Long-term diet is the single largest environmental factor shaping what lives in your gut. Diets rich in complex carbohydrates, for example, tend to increase certain bacterial groups like Prevotella. People who eat radically different diets, such as the Hadza hunter-gatherers of Tanzania, carry microbial communities that look nothing like those of people eating a typical Western diet.
Your microbiome begins forming at birth, and the method of delivery matters from the start. Babies born vaginally tend to pick up bacterial communities resembling those in the mother’s birth canal, while babies born by cesarean section initially acquire more skin-associated microbes. Whether an infant is breastfed or formula-fed further shapes the early community. As people age, gut diversity often shifts again, with studies in elderly populations showing that microbial composition correlates with overall nutrition, frailty, and the presence of other health conditions. Genetics, sex, and antibiotic use also play ongoing roles throughout life.

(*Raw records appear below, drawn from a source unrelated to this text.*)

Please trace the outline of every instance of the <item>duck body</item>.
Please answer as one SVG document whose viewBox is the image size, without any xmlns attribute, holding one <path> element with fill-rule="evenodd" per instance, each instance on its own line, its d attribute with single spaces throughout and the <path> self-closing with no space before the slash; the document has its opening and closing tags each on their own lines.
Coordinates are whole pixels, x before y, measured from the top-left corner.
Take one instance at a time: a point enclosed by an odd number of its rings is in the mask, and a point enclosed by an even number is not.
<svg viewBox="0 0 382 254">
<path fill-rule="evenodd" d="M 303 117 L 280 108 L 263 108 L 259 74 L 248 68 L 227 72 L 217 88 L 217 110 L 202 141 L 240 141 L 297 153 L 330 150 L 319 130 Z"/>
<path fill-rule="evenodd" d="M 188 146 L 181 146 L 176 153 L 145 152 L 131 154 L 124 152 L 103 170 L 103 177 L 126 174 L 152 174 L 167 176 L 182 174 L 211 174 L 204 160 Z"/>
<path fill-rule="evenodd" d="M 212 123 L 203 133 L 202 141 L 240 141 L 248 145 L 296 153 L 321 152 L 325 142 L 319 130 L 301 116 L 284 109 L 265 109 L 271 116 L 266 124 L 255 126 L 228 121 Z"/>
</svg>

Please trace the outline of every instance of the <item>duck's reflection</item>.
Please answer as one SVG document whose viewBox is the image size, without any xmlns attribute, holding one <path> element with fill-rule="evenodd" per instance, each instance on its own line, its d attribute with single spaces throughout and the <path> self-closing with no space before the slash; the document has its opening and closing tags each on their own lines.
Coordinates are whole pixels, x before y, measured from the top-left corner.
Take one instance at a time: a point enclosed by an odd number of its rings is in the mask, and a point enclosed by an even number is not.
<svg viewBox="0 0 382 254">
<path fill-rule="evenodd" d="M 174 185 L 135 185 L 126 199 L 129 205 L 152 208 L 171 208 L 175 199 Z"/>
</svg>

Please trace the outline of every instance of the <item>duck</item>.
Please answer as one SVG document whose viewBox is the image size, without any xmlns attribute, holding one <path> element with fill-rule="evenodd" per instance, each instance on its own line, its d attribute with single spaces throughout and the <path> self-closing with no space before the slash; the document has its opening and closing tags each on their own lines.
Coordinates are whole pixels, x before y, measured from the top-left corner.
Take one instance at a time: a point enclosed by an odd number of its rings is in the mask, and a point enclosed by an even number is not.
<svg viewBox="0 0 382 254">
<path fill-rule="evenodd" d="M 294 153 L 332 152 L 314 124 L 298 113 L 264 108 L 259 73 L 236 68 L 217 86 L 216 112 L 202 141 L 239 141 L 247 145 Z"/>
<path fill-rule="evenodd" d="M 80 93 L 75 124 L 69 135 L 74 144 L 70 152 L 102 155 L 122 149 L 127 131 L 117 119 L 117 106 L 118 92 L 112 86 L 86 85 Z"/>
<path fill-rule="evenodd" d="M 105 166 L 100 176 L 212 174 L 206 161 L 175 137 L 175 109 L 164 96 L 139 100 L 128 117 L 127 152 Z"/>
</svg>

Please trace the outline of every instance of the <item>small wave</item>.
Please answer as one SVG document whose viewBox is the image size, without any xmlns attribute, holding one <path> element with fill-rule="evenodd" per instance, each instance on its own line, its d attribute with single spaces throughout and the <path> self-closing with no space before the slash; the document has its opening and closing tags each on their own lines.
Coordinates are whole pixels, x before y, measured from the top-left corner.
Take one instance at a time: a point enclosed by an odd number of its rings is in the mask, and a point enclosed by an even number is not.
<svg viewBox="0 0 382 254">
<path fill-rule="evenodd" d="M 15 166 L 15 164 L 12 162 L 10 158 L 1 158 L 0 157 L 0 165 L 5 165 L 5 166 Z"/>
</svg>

Putting the Numbers in Perspective
The short answer to “how much bacteria is in your body” is about 39 to 40 trillion cells weighing roughly half a pound, nearly all of it packed into your colon. You are, in a very literal sense, a roughly even partnership between human and microbial cells. But because bacteria are so much smaller than human cells, they contribute less than a percent of your body weight despite matching your own cells in number. Every time you eat, sleep, take antibiotics, or simply go to the bathroom, those numbers shift, sometimes by billions of cells at a time.